Thanks to Dan for inviting me on Prawfsblawg. I thought I would use my blogtime to talk about some peculiarities and prejudices of philosophy of law in the United States.

First topic: Why don’t American philosophers of law talk about Hans Kelsen (1881-1973)?

It’s pretty much impossible to overemphasize the important of Kelsen in non-English-speaking countries. H.L.A. Hart is usually offered as the most famous English-speaking philosopher of law in the twentieth century. But I was able to find only 17 books published between 1983 and 2003 that were devoted predominantly to Hart, while there were over 75 published on Kelsen in the same period. (This ignores, of course, the crushing number of articles on him.)

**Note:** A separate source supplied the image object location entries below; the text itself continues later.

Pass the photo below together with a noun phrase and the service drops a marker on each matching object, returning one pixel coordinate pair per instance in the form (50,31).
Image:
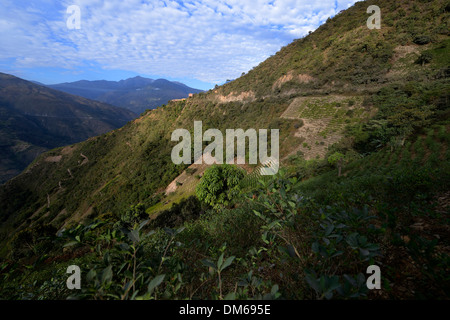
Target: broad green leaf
(155,283)
(227,263)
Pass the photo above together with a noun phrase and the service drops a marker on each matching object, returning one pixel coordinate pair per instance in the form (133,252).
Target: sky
(199,42)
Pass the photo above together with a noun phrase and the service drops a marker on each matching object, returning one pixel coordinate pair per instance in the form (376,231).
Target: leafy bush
(219,185)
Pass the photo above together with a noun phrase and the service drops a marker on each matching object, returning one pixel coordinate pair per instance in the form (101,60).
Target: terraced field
(324,119)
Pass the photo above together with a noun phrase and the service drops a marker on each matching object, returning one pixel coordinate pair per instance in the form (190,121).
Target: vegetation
(305,233)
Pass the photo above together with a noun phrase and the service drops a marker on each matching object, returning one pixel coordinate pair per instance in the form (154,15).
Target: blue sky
(199,42)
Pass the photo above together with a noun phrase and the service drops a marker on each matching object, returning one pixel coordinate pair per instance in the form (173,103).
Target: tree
(219,185)
(337,159)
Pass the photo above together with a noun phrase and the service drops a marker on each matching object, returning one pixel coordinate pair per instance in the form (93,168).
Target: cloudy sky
(198,42)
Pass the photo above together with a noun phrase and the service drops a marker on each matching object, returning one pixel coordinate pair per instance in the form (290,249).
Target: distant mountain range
(34,119)
(136,94)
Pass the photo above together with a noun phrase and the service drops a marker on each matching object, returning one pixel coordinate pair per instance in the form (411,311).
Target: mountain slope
(136,94)
(35,119)
(133,163)
(374,96)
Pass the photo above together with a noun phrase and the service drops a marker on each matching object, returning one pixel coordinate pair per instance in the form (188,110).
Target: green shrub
(219,185)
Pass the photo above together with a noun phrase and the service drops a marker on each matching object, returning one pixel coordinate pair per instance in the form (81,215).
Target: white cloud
(208,40)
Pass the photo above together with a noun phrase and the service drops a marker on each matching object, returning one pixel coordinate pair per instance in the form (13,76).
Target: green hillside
(374,101)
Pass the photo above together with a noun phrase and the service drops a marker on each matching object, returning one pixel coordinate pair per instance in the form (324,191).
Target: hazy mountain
(136,94)
(373,103)
(34,119)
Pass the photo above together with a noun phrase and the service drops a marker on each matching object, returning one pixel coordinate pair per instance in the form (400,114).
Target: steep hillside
(364,125)
(35,119)
(136,94)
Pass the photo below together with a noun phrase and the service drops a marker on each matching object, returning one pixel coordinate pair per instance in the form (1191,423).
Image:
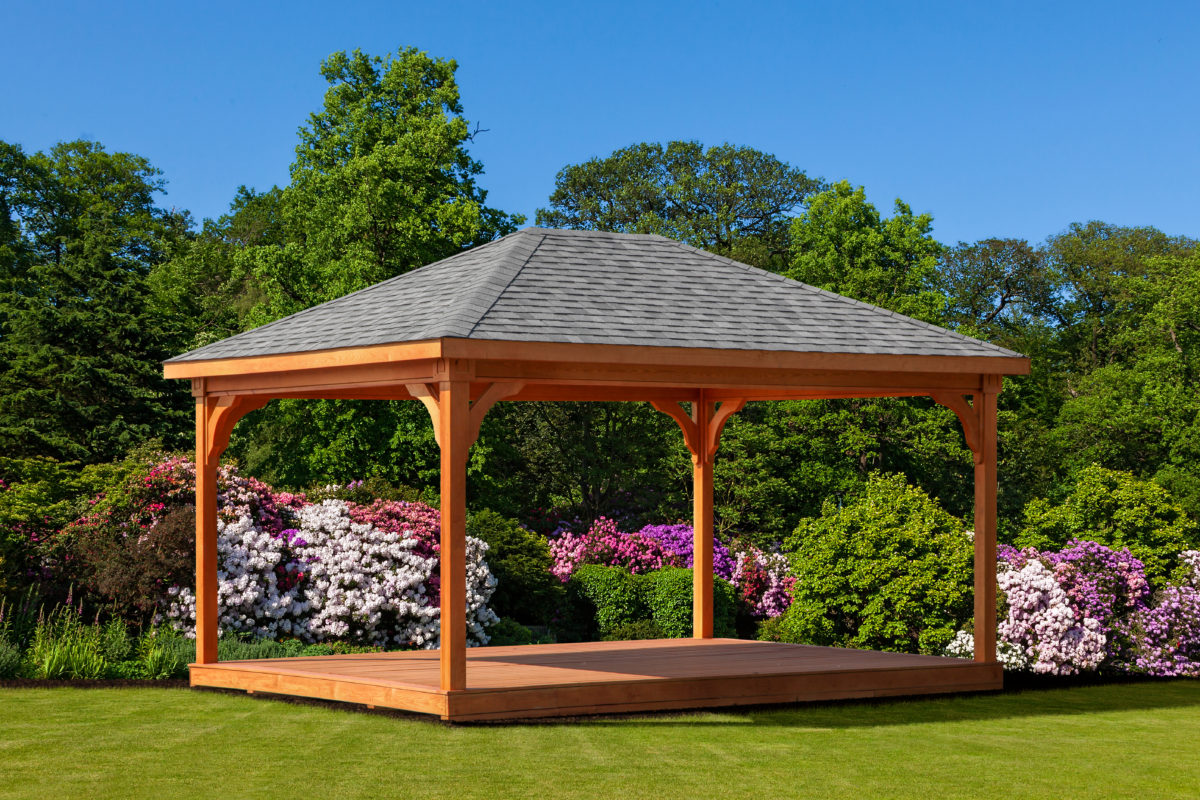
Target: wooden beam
(454,422)
(347,356)
(594,354)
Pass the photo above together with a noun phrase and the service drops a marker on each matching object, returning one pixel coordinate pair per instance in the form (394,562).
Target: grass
(1128,740)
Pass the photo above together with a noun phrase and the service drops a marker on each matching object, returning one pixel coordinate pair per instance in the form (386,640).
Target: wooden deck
(544,680)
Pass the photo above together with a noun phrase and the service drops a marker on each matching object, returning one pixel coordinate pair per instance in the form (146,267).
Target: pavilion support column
(205,539)
(455,435)
(702,527)
(702,434)
(985,523)
(215,417)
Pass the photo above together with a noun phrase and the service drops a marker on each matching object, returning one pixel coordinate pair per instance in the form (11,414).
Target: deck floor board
(601,677)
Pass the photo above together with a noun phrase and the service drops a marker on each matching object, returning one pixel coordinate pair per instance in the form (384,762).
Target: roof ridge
(499,292)
(305,312)
(852,301)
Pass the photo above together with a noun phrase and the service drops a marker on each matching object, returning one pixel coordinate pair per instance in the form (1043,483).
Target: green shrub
(609,595)
(10,660)
(1116,510)
(891,570)
(520,559)
(509,631)
(234,649)
(65,648)
(645,629)
(669,597)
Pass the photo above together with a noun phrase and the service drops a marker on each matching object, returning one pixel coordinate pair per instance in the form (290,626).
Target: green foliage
(841,244)
(888,570)
(615,600)
(1117,510)
(79,343)
(382,184)
(727,199)
(10,660)
(609,595)
(509,631)
(643,629)
(520,559)
(669,597)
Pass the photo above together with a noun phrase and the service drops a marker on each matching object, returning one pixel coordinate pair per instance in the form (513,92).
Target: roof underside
(598,288)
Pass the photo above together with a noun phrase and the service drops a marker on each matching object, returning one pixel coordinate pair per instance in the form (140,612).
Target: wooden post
(702,524)
(455,435)
(702,434)
(985,523)
(205,536)
(215,417)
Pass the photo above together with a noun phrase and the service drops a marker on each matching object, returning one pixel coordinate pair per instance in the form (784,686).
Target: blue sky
(1000,119)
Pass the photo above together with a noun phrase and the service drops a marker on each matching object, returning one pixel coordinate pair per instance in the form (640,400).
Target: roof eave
(581,353)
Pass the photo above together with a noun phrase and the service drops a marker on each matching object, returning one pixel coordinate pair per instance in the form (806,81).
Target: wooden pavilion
(546,314)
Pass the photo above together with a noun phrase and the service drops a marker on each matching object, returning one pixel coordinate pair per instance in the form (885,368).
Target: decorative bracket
(430,396)
(220,415)
(701,429)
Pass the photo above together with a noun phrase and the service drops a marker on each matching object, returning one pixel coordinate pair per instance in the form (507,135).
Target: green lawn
(1139,740)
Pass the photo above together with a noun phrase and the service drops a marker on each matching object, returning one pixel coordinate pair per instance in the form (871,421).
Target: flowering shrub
(760,578)
(287,566)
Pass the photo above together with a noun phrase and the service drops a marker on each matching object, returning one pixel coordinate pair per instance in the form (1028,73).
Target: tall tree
(79,337)
(382,184)
(731,200)
(843,244)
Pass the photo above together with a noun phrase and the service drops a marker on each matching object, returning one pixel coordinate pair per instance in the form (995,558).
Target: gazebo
(546,314)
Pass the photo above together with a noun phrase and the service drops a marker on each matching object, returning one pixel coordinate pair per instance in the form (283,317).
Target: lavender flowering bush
(760,578)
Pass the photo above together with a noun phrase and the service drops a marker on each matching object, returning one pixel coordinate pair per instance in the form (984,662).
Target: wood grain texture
(605,677)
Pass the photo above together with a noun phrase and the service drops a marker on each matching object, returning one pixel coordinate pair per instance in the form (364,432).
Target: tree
(841,242)
(382,184)
(1116,510)
(731,200)
(888,571)
(996,286)
(81,342)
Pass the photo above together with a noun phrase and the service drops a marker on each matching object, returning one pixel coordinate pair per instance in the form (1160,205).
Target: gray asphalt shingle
(545,284)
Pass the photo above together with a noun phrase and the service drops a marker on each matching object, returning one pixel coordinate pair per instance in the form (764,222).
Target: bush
(646,629)
(509,631)
(888,571)
(526,589)
(613,597)
(1117,510)
(609,595)
(669,596)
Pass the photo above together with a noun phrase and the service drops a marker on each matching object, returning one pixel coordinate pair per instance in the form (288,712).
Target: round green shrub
(669,596)
(520,559)
(891,570)
(1116,510)
(509,631)
(645,629)
(610,595)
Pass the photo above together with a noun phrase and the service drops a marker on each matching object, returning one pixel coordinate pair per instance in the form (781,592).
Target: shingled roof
(543,284)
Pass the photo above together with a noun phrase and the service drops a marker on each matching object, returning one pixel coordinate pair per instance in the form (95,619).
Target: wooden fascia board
(592,364)
(640,355)
(378,354)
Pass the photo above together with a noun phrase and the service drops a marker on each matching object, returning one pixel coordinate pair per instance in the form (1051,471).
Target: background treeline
(100,282)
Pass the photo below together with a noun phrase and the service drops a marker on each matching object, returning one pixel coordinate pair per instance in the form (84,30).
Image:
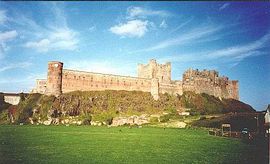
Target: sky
(113,37)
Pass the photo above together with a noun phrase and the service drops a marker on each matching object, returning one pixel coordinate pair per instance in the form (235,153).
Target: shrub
(153,120)
(202,118)
(109,120)
(164,118)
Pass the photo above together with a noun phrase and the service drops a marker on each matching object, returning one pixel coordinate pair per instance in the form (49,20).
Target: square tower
(154,70)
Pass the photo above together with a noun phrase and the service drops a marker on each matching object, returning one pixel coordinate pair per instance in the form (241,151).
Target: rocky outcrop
(132,120)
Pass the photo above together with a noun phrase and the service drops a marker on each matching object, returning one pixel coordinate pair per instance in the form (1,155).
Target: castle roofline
(107,74)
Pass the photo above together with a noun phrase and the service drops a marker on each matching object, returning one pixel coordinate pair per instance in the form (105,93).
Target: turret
(54,78)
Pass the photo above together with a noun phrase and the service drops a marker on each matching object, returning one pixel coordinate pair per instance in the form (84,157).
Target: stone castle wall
(153,77)
(90,81)
(155,70)
(209,82)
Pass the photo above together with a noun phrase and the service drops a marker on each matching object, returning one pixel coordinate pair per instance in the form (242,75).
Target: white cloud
(58,39)
(139,12)
(14,66)
(56,35)
(3,17)
(233,55)
(225,5)
(182,25)
(4,38)
(133,28)
(92,28)
(163,24)
(192,36)
(42,45)
(7,36)
(241,51)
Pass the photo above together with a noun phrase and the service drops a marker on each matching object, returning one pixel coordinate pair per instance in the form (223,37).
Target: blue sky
(112,37)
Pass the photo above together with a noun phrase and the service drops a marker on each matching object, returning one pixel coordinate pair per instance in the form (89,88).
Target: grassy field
(88,144)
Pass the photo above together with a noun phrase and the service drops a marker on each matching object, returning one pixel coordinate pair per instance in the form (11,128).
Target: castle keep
(153,77)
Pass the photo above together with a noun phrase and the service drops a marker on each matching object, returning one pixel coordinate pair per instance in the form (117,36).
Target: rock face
(152,77)
(132,120)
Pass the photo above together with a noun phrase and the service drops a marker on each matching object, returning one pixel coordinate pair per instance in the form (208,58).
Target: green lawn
(88,144)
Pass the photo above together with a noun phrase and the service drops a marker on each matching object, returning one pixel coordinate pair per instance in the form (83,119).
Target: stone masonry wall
(209,82)
(153,77)
(89,81)
(155,70)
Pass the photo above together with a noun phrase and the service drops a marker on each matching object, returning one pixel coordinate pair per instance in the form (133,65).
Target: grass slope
(84,144)
(103,105)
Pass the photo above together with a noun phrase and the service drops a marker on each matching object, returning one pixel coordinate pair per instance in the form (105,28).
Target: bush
(153,120)
(164,118)
(109,120)
(202,118)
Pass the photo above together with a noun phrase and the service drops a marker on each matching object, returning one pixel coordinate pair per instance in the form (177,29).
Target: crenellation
(152,77)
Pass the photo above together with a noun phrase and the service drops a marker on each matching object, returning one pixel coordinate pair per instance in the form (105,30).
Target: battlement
(154,70)
(208,81)
(152,77)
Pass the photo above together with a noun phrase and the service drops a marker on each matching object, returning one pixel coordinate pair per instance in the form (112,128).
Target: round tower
(54,78)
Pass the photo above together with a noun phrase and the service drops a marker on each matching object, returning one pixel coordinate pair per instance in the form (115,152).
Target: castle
(153,77)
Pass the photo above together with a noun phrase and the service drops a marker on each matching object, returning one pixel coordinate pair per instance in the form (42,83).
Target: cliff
(106,105)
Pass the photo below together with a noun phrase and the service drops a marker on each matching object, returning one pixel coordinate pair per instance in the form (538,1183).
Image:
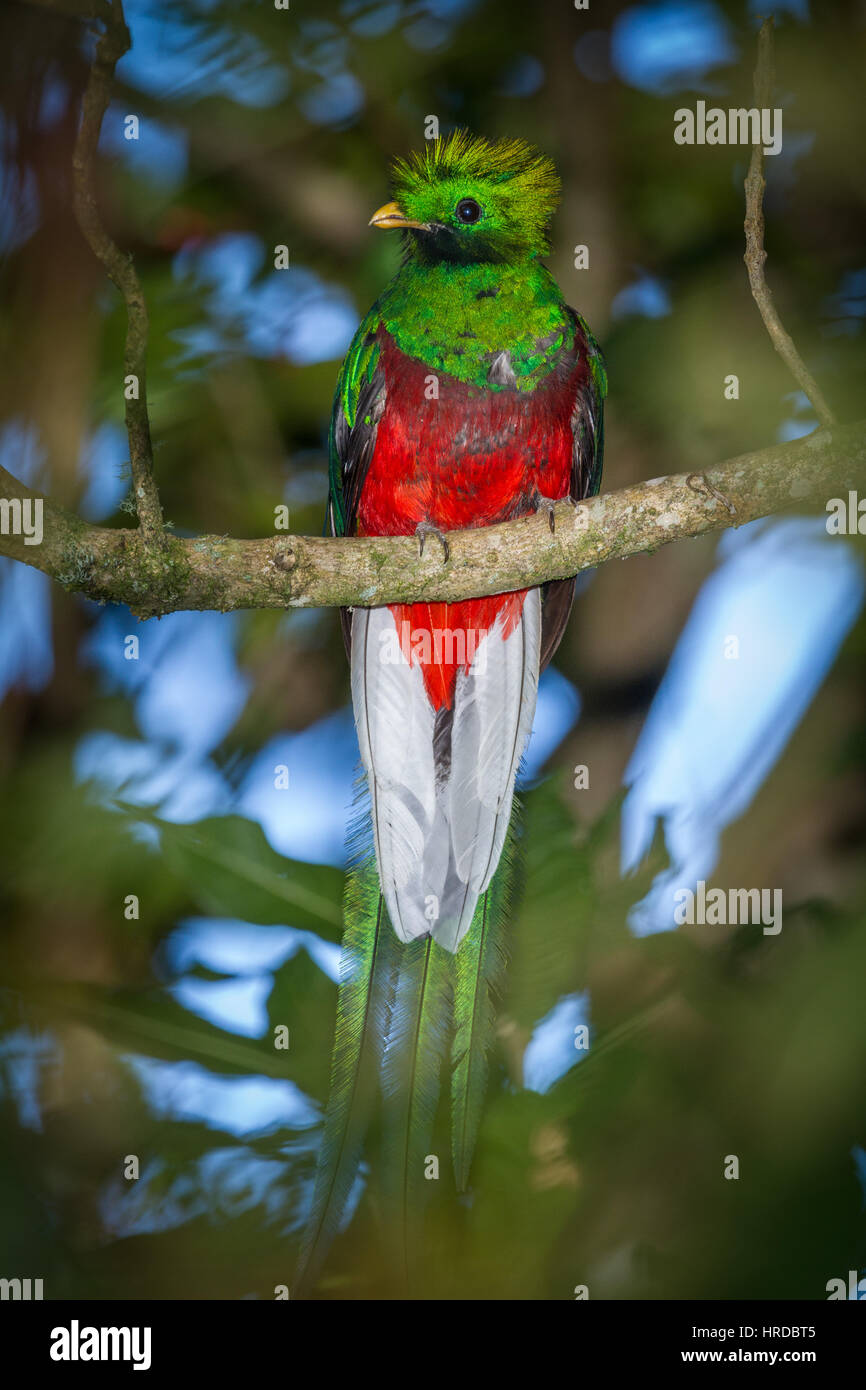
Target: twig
(111,46)
(755,253)
(314,571)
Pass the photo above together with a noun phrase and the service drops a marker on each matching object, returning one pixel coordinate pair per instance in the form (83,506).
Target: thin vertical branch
(110,47)
(755,253)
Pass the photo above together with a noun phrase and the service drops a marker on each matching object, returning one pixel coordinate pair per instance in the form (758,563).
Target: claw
(549,506)
(426,528)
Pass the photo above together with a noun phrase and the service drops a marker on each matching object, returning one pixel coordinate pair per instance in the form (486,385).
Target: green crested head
(466,199)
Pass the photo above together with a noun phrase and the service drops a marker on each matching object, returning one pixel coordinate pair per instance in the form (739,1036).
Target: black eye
(467,211)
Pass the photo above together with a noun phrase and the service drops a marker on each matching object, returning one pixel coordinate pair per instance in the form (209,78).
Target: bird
(470,395)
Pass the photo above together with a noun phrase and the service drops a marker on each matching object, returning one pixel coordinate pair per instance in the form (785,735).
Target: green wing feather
(357,1050)
(478,968)
(417,1043)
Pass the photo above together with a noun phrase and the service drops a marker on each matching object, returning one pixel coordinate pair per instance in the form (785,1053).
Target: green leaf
(231,870)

Interest in Kelsen isn’t limited to German-speaking countries by the way. In fact, he currently has the greatest influence on Latin Americans and Italians (who, it has been said, suffer from “Kelsenitis”).

The point is that Kelsen is clearly the most important philosopher of law of the last century and there is practically nothing of substance written on him in this country. Furthermore, the casual comments about him made by Americans, even Americans who are accomplished philosophers of law, usually betray no familiarity with his writings. This is a real puzzle.

Of course, there is Stanley Paulson at Wash U., the dean of Kelsen studies (arguably not just in this country but in the world). But Paulson is the exception that proves the rule. Just as Kelsen doesn’t get the attention he deserves in the U.S., neither does Paulson, precisely because he writes about Kelsen.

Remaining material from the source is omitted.